Baba ganoush, a Middle Eastern eggplant- and tahini-based dip, takes on a concentrated smoky flavor when the eggplant is first charred over a gas flame or on the grill (a broiler works, too), then spun in a salad spinner to remove moisture from the flesh. Slowly emulsifying the olive oil with the tahini and eggplant mixture gives this vegan dip a creamy yet varied texture.
This baba ganoush can be made ahead of time and stored in an airtight container in the refrigerator for up to four days. Let it come back to room temperature before serving.
Why It Works
- Charring the eggplant over high heat infuses the baba ganoush with plenty of smokiness.

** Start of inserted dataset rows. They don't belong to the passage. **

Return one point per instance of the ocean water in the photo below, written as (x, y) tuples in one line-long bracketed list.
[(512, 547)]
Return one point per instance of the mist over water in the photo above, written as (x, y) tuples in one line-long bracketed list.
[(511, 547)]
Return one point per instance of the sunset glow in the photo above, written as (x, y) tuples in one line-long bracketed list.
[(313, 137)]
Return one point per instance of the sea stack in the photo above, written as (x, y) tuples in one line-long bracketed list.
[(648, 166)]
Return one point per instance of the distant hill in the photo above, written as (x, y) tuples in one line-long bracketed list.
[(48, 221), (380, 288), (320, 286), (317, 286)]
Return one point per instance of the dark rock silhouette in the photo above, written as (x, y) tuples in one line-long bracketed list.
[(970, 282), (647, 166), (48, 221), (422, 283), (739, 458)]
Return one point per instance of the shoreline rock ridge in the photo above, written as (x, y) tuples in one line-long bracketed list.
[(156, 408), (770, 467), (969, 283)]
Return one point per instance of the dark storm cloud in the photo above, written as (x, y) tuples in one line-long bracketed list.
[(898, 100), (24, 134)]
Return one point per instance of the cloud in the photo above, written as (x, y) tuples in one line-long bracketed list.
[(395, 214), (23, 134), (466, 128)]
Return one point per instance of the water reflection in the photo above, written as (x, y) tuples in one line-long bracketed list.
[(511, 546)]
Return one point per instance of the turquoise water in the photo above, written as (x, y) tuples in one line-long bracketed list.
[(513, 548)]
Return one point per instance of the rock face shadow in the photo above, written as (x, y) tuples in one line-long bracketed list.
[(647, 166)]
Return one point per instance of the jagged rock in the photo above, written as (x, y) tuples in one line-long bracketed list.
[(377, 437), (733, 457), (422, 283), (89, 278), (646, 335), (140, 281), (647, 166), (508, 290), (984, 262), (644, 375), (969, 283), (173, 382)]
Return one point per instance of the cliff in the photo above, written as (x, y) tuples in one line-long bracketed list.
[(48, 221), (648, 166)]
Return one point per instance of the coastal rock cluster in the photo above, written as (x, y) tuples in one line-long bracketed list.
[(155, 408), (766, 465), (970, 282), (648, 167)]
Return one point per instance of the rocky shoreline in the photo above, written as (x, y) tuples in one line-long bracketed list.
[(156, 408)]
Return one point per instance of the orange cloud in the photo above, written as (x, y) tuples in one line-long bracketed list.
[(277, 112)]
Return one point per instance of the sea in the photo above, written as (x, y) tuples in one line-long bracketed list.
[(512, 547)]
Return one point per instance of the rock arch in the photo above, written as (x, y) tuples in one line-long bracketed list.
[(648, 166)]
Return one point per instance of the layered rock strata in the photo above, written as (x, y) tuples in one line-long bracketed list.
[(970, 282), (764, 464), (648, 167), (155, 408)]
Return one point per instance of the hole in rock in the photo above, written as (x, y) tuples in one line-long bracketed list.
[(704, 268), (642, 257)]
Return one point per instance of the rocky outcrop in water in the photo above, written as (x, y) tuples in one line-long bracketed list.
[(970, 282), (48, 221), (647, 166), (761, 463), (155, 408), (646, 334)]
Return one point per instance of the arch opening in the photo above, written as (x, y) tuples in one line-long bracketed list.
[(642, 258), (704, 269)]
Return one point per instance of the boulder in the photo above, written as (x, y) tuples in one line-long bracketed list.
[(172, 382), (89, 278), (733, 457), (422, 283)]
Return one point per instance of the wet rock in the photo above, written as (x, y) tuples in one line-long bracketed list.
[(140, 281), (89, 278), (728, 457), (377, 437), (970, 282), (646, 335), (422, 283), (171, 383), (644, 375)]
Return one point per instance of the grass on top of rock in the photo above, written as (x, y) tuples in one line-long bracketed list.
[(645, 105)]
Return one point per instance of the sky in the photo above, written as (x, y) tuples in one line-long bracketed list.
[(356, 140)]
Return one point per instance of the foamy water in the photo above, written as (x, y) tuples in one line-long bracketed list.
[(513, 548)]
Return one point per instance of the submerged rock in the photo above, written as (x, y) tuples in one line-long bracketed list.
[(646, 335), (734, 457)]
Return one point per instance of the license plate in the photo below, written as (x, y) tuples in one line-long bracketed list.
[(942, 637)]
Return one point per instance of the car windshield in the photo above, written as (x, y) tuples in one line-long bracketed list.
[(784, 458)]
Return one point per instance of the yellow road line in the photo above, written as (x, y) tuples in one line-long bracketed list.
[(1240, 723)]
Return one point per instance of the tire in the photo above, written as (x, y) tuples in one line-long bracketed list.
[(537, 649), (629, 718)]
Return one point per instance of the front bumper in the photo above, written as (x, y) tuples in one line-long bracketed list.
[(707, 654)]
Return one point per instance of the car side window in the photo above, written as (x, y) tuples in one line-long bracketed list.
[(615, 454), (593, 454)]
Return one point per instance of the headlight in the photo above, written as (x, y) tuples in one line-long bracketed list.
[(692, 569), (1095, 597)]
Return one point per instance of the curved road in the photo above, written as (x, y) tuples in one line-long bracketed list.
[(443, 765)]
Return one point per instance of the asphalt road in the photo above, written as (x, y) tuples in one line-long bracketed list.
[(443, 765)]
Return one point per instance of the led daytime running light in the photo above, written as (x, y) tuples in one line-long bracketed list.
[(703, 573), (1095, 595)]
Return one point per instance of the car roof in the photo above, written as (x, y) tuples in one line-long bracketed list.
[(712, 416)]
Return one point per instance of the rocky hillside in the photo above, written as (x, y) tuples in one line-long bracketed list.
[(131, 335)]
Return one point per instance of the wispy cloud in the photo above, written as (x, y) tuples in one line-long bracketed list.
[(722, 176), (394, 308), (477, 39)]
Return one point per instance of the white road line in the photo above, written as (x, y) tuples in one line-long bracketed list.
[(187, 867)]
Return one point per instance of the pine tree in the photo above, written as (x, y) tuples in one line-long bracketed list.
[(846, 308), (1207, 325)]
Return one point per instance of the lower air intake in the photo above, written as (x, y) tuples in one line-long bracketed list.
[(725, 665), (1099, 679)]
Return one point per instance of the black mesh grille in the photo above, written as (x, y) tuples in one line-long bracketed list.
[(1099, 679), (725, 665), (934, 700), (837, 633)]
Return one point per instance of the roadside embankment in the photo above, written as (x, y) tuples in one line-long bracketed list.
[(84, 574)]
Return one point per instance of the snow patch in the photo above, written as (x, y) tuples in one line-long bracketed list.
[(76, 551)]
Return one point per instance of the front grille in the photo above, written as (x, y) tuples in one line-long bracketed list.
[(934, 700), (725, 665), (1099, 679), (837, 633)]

- A salad spinner is the quickest and easiest way to remove moisture from the cooked eggplant flesh, concentrating its flavor.
- Emulsifying the eggplant, tahini, and olive oil by hand, instead of using a food processor, produces a chunkier dip with pleasant textural contrast.
- Yield:Serves 4 to 6 as an appetizer
- Active time: 15 minutes
- Total time:45 minutes (1 1/2 hours if using a broiler)
- 3 medium Italian eggplants (about 2 pounds/900g total)
- 3 medium cloves garlic, minced
- 2 tablespoons (30ml) juice from 1 lemon, plus more as desired
- 3 tablespoons (45ml) tahini
- 1/3 cup (80ml) extra-virgin olive oil, plus more for serving
- 1/4 cup chopped fresh parsley leaves
- Kosher salt
If Using a Gas Burner or Grill (recommended): Preheat a gas or charcoal grill to medium heat and place eggplants directly over heat source. Cook, turning occasionally with tongs, until eggplants are completely tender and well charred on all sides, 30 to 40 minutes. Wrap with foil and let rest 15 minutes. Continue to step 3.
If Using the Broiler: Adjust rack to 6 inches below broiler element and preheat broiler to high. Place eggplants on a foil-lined rimmed baking sheet. Broil, turning occasionally, until charred on all sides and completely tender, about 1 hour. Eggplants should be very, very tender when cooked. Test near the stem and bottom ends; if a toothpick or skewer meets any resistance, continue cooking. Remove from oven and gather up foil, crimping it around the eggplants to form a sealed package. Let the eggplants rest for 15 minutes. Continue to step 3.
Open foil package. Working with one eggplant at a time, use a sharp paring knife to slit each eggplant open lengthwise. Carefully scoop out soft flesh with a large spoon and transfer to a strainer set in a large bowl. Once all eggplant is scooped, pick out any stray bits of skin and blackened flesh and discard.
Transfer eggplant to a salad spinner, distributing it evenly around the perimeter. Spin gently until all excess moisture is extracted. Discard all drippings, wipe out large bowl, and return eggplant to bowl.
Add garlic and lemon juice to eggplant and stir vigorously with a fork until eggplant breaks down into a rough paste, about 1 1/2 minutes. Stirring constantly and vigorously, add tahini, followed by the olive oil in a thin, steady stream. The mixture should become pale and creamy. Stir in parsley and season to taste with salt, plus more lemon juice if desired.
Transfer to a serving bowl, drizzle with olive oil, and serve with warm pita bread or vegetables for dipping. Baba ganoush can be stored in an airtight container in the refrigerator for up to 4 days. Let baba ganoush warm to room temperature before serving.